Which Way Is the Front Line from Here? (Sebastian Junger, 2013). Subtitled “The Life and Time of Tim Hetherington,” this documentary essentially serves as Sebastian Junger’s tribute to his co-director on the exceptional Restrepo. Hetherington was a photojournalist with a special commitment to fearlessly documenting some of the most dangerous corners of the planet. He was killed after being hit by shrapnel while on the ground covering the 2011 Libyan Civil War. More of an admiring remembrance than a sharply-drawn piece of cinema, the film does make a compelling argument for the immense contribution of those reporters, whether armed with cameras, audio recordings, or notebooks, who put their lives on the line to bring stories of global dismay to the public, a reminder that couldn’t be more timely.

Killing Them Softly (Andrew Dominik, 2012). Director Andrew Dominik’s follow-up to The Assassination of Jesse James by the Coward Robert Ford aptly illustrates the strengths and weaknesses of his filmmaking approach. More pertinently, it shows just how those opposing qualities intertwine, resulting in a hopeless knot. Based on the 1974 crime novel Cogan’s Trade, Dominik’s film maintains a sleazy, downscale vibe that calls to mind the urban noir films of that era, but updates the action to the fall of 2008, drawing in the presidential contest between Barack Obama and John McCain and the financial collapse that shaded it into a rueful Greek chorus, singing from televisions and radios in the background of various scenes. It’s presumably meant to give the proceedings a different heft, a heightened pertinence. Instead, it’s a busy distraction from the meaty dialogue and decent, lean drama involving the layers of retribution surrounding a poker game robbery. There’s similar conflict with the visuals, which are both marvelously shot (by Greig Fraser) and sometimes so fussed over they become stultifying. One sequence involving an assassination on the roadway is prime example. It’s objective resplendence doesn’t prevent it from being woefully indulgent.
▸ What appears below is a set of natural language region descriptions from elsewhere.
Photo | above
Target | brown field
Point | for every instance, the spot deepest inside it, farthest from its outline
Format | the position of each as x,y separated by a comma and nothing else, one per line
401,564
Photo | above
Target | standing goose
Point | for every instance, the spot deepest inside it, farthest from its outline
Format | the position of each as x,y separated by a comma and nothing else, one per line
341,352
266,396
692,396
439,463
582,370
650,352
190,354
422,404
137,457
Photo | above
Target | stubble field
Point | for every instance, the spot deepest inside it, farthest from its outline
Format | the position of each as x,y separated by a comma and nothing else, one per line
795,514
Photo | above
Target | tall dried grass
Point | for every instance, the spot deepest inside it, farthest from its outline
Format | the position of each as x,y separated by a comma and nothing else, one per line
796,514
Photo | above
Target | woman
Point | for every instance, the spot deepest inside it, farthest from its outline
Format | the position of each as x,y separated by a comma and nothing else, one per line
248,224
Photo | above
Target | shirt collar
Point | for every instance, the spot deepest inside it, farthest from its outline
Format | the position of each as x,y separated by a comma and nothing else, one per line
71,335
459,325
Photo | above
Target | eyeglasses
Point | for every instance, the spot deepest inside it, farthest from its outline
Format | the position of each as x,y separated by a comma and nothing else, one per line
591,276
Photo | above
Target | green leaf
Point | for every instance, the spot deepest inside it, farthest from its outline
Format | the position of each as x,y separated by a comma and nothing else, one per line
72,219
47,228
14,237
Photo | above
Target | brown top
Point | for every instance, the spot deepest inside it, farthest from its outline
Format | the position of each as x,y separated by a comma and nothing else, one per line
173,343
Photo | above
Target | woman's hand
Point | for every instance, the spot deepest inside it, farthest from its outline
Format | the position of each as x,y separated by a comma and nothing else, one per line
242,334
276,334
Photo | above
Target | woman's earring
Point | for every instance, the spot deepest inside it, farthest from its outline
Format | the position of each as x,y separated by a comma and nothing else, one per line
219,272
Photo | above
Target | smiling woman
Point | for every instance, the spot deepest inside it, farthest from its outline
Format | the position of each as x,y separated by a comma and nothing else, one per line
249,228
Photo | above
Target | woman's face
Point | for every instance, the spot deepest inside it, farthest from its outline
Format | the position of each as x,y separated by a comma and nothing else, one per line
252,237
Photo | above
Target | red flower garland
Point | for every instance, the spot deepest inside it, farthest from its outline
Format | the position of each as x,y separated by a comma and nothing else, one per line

Very Semi-Serious (Leah Wolchok, 2015). This documentary about the cartoons that speckle the pages of The New Yorker is wispy and enjoyable. While a few of the figures who move through the film are fascinating, notably the endearing oddballs Liana Finck and Edward Steed (the latter of whom approaches genius in his comic creations), the film is strongest as a consideration of process. In detailing the multitude of steps required before a cartoon sees print, director Leah Wolchok highlights quietly makes the argument that nothing should be taken for granted, even that material that, at first glance, appears to be little more than filler.

In the Heart of the Sea (Ron Howard, 2015). Adapted from Nathaniel Philbrick’s history of the travails of the sailors aboard the whaleship Essex, a story that helped inspire Herman Melville’s Moby Dick, this attempt at a resounding adventure film is primarily notable for its grinding dullness. Ron Howard capably handles the sequencing of shots — despite swirling chaos, there’s rarely confusion about what is transpiring — but can find no passion within the tale. The various characters are thin as fraying thread, informed more by cliche than recognizable humanity.